Раздались глухие стуки валенок по полу — санитарка пошла звать мальца.
Иван Палыч тем временем достал из ящика кораблик, что Андрюшка подарил Аглае, положил его на стол. Гладкий корпус, тонкие мачты, паруса с узорами — работа мастера, тонкая, детальная. Умеет же!
Дверь скрипнула, и в комнату вошел Андрюшка. Его армячок, мокрый от снега, свисал с худых плеч, а серые глаза, обычно веселые, теперь бегали, как у загнанного зверька. Мальчик скинул шапку, рыжая макушка растрепалась. Увидев кораблик, парень замер, словно бы о чем-то подозревая.
— Садись, Андрей, — Иван Палыч указал на стул. — Разговор есть.
Тот сел, спросил:
— Иван Палыч, карточки будем заполнять?
— Нет, не карточки, — покачал тот головой. — Видишь, кораблик твой? Аглая хвалила, да и я повторюсь — мастер ты. Мачты, паруса, всё тонко, аккуратно. Умение редкое.
Андрюшка широко улыбнулся.
— Спасибо! Я старался.
— Но не только кораблики ты режешь, правда? — Иван Палыч, понизив голос, подвинул кораблик ближе. — Печати тоже. Из бука, ясеня. Тонкая работа, Андрей. Как та, что на бумагах с морфином стояла.
Андрюшка, вздрогнув, побледнел. Глаза паренька, вдруг в миг наполнившиеся слезами, округлились. Парень вскочил, затараторил:
— Иван Палыч, я… я не хотел! Клянусь, не хотел! Он сказал просто бумажку подписать, для дела, мол, никому худо не будет! А потом… потом печать велел, я не знал, что… говорит, сможешь повторить… — он всхлипнул, слёзы покатились по щекам, худые плечи затряслись. — Не сдавайте меня, Иван Палыч, дядька убьёт, в полицию отдаст, я ж не вор, клянусь!
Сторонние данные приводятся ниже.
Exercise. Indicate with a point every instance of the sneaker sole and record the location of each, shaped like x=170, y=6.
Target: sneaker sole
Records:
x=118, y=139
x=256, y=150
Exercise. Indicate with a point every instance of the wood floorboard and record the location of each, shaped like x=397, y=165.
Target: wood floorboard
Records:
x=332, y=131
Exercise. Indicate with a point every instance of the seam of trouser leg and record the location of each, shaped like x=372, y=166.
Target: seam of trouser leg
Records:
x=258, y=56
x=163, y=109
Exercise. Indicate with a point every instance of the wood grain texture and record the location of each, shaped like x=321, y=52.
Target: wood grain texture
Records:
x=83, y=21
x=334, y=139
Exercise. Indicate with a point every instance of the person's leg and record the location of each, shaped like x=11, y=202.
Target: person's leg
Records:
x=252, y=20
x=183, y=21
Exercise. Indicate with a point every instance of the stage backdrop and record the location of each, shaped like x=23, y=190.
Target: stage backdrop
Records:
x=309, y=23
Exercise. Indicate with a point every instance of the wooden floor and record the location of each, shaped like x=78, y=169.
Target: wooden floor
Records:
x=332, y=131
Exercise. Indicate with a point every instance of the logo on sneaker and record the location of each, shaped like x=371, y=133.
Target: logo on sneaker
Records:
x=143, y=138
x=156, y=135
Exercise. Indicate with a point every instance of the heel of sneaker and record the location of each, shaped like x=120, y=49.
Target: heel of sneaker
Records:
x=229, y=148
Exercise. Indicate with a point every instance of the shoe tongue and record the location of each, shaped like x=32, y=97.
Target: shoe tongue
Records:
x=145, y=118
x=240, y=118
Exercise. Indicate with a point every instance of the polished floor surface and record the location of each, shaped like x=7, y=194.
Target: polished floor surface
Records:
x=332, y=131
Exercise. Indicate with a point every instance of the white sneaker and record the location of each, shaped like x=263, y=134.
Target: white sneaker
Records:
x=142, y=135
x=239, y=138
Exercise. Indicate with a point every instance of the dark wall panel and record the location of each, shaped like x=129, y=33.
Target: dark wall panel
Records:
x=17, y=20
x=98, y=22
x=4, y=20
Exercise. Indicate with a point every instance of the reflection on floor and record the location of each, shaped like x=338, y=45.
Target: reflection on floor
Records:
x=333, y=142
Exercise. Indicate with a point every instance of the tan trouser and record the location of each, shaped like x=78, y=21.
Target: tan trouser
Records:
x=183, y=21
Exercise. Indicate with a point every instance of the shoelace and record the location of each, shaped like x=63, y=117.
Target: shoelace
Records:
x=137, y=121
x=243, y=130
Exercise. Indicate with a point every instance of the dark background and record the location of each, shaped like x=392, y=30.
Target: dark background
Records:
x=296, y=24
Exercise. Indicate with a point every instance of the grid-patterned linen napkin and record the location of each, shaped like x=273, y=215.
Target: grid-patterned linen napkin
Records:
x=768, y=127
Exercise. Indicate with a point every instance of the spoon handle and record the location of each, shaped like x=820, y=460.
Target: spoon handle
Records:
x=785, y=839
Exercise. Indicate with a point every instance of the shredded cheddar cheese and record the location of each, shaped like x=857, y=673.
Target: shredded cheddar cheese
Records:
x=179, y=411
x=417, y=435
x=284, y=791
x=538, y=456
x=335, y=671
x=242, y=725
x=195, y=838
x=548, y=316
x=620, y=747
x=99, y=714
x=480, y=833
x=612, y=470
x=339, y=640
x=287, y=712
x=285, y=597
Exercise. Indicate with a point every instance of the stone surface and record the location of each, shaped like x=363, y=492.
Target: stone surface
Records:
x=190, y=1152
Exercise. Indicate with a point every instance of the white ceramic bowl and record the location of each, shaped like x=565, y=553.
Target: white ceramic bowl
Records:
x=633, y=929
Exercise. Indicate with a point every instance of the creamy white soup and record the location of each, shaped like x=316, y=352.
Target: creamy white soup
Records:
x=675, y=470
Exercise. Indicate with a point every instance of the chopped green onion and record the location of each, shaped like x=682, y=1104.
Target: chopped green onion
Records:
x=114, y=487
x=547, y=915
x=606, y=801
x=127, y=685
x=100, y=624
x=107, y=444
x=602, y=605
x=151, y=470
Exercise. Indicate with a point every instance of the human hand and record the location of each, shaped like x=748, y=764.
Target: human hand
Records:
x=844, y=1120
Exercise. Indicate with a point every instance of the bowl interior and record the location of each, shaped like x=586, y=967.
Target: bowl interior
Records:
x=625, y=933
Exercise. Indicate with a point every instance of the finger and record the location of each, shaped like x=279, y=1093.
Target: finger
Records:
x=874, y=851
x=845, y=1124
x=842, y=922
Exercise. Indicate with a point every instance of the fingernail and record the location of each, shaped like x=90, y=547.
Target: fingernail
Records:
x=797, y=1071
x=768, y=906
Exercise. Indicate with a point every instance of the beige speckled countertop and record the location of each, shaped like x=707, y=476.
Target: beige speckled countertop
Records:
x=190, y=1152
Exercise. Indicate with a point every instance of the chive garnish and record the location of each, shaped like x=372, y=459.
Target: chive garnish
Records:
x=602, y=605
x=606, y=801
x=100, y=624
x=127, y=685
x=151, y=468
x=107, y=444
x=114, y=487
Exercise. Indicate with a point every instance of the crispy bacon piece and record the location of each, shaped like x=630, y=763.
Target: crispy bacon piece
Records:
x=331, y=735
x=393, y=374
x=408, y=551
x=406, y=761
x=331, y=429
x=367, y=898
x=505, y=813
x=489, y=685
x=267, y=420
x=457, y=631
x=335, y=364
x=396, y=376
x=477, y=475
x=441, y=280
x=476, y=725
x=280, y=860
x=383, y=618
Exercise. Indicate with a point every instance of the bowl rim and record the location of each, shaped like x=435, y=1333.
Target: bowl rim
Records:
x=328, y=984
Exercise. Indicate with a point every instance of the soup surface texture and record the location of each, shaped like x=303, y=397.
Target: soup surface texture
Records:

Я больше не буду.
— Тихо, Андрей, не плачь. Сядь. Я не сдам тебя Лаврентьеву, не бойся. Но правду расскажи мне, всю. Кто «он»? Что велел? И про печать, и про подпись. Всё, как было.
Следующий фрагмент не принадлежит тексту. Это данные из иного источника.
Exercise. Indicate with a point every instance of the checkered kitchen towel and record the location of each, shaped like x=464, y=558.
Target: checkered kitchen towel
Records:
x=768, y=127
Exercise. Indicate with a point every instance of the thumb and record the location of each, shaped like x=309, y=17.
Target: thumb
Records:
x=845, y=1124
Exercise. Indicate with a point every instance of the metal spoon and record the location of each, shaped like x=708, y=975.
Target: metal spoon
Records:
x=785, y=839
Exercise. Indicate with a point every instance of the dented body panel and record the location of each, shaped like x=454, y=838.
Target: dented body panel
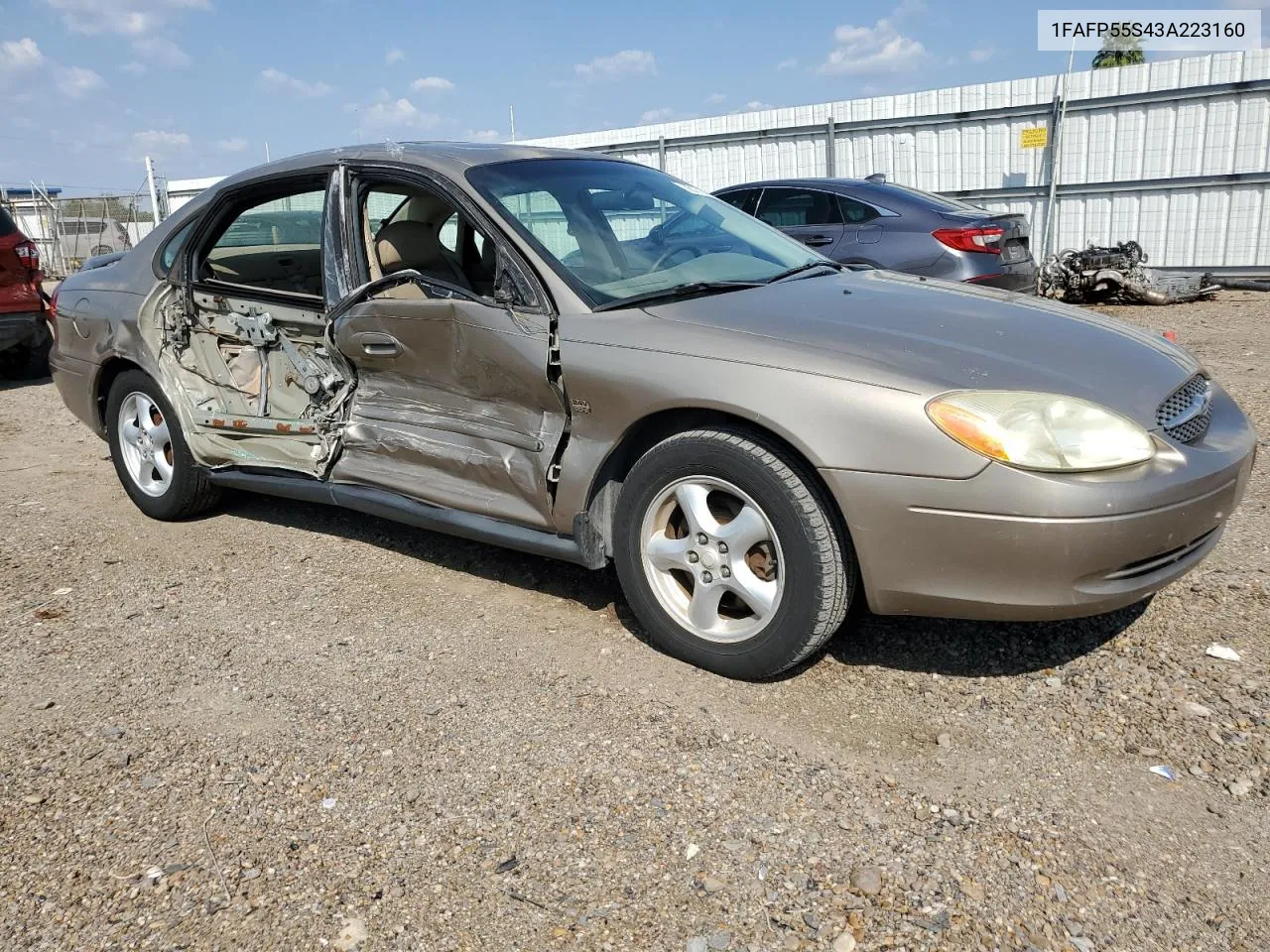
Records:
x=453, y=407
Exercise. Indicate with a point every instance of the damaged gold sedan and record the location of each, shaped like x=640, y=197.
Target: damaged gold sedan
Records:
x=588, y=359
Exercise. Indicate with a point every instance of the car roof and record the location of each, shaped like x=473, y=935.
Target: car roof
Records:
x=449, y=159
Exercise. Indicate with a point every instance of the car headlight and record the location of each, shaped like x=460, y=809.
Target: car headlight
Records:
x=1040, y=430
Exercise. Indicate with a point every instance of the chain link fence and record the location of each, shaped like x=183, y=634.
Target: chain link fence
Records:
x=67, y=231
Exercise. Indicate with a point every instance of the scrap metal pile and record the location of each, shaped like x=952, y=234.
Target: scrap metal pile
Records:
x=1118, y=273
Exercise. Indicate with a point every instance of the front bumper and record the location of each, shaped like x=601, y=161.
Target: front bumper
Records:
x=18, y=327
x=1008, y=544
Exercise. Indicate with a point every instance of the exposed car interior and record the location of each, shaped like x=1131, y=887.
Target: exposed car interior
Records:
x=620, y=230
x=275, y=245
x=413, y=227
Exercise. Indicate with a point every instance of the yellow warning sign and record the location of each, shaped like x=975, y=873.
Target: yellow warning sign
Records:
x=1034, y=137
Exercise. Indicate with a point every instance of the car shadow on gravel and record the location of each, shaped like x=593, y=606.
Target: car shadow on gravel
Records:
x=14, y=384
x=974, y=649
x=592, y=589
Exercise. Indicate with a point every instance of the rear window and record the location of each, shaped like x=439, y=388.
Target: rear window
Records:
x=939, y=203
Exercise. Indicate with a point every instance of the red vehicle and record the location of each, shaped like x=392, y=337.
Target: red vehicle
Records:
x=24, y=336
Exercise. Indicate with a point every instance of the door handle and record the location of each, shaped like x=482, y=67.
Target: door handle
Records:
x=379, y=344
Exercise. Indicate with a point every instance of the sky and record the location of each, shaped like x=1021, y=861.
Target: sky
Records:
x=87, y=87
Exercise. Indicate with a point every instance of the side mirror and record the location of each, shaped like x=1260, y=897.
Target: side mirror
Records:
x=370, y=290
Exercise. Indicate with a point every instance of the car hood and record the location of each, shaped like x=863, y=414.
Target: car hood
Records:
x=925, y=335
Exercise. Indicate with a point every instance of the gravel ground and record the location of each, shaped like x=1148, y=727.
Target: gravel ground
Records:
x=285, y=726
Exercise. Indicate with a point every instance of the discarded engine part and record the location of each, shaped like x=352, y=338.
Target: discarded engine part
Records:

Андрюшка, шмыгнув носом, кивнул.
— Расскажу…
— Что за дядька, про которого ты говоришь? — спросил Иван Палыч.
— Мой, родной, — ответил парнишка.
— Постой, ты же говорил, что у тебя нет родных.
— Говорил. Но выяснилось, что есть!
Андрюшка, вытерев слёзы рукавом, поднял голову, улыбнулся:
— Он сам сказал, Иван Палыч! Я у трактира стоял, дрова для Аглаи нёс, а он подошёл, здоровый такой, в шубе. Спросил, кто я, откуда, что тут делаю. Говорит, что не видел меня тут раньше. Я сказал, что сирота, в больнице помогаю, родителей не помню. Он тогда засмеялся, хлопнул по плечу, говорит: «Я, Андрей, брат твоего отца, твой дядя родной получаюсь! Кровь родная!». Я так обрадовался, Иван Палыч, у меня ж никого, кроме дядьки Игната, так он ведь дальний родственник, двоюродный, и то сводный. А тут — родня, близкая!